Transatrial Right Ventricle Outflow Reconstruction in Patients with Congenital Heart Disease


  • #CH/NEW 01-O-2
  • Congenital Heart Surgery/Newborn Critical Congenital Cardiac. SESSION-1
  • Oral

Transatrial Right Ventricle Outflow Reconstruction in Patients with Congenital Heart Disease

Anton A. Atmashkin, Vadim P. Didyk, Alex I. Kim, Tigran R. Grigoryants, Alex E. Popov, Maria V. Vlasova

A.N. Bakoulev Scientiffic Center for Cardiovascular Surgery of Ministry of Health of the Russian Federation., Moscov, Russia

Date, time and location: 2018.05.26 08:30, Press Hall, 2F

Abstract

Aim: Examine benefits of transatrial right ventricle outflow reconstruction compared to "classical" reconstruction in infants.

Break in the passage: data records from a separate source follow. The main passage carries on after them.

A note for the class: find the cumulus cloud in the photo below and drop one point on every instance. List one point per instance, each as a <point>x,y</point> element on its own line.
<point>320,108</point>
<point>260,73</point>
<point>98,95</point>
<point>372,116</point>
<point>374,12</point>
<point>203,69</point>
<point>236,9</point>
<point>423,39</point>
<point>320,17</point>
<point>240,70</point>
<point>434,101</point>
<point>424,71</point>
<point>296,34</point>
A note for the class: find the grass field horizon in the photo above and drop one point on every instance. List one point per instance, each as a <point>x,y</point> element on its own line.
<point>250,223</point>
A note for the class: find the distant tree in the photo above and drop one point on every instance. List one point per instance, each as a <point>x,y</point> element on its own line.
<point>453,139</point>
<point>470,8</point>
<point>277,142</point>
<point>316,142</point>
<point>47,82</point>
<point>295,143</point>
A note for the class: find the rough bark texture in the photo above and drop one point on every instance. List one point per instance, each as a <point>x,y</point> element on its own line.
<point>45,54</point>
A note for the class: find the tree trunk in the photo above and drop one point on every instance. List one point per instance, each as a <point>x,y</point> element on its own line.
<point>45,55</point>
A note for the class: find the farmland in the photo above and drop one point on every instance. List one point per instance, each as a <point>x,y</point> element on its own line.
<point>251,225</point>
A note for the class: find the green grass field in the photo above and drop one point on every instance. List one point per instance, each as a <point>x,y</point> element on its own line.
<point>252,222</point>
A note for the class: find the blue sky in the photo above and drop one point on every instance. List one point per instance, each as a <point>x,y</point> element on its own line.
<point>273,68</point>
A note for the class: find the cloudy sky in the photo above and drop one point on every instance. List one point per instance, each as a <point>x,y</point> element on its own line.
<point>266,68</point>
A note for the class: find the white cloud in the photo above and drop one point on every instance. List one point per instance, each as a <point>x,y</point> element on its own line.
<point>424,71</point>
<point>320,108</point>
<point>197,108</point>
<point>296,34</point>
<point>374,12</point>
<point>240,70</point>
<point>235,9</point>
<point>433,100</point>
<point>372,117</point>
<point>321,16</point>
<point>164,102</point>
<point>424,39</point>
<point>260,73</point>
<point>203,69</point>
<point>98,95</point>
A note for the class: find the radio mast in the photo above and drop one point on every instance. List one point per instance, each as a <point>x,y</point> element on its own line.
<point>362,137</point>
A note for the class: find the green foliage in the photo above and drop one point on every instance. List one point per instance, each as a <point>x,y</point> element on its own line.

Methods: From June 2014 to October 2017, in the reconstructive surgery department A.N. Bakoulev Scientific Center for Cardiovascular Surgery was made 22 transatrial reconstruction in patients with tetralogy of Fallot and double outlet right ventricle (group №1). The average was 7 months (3 to 13 months). Pulmonary valve Z-Score was -3,38 (-1,5 – -4,8). Right ventricle reconstruction was performed in 18 patients primarily; after BTS – 4 patients. Twenty patients control group operated according classical method from 2012 to 2014 was formed (group №2).

Results: No complications related directly to surgery were noted. In group 1: cardiopulmonary bypass time was 46 min (26-57 min), aortic cross-clamping - 17 min (15-29 min). Echo-data confirmed RV-PA gradient decrease by 40%-60% in 90% of cases. Eight months (3-11 months) after reconstruction 11 patients underwent radical correction. One patient underwent PA branches plastic with an autopericardial patch. The second one has a right atrial diverticle (10 mm). Eight patients were required to excise abnormal fibrous-muscular mass in right ventricle. And only one patient underwent right ventricular outlet plastic by the monocusp xenopericardium patch. In all cases except one, valve is increased satisfactory size. In group 2: cardiopulmonary bypass time was 72 minutes (50-140 minutes), aortic cross-clamp was 39 minutes (26-57 minutes). The patients were extubated in 3 days (1-5 days), IUP was 7 μg / kg / min. Patients were carried out at cardio-department at 4th day (3-5 days). Two patients in the group (10%) had an RVOT aneurysm.

Conclusions: 1. Transatrial RVOT is an alternative method that allows to avoid a number complications associated with ventriculotomy, and associated with shorten rehabilitation period; 2. Carrying out subsequent radical correction in our study did not require transannular valve plastic in most cases.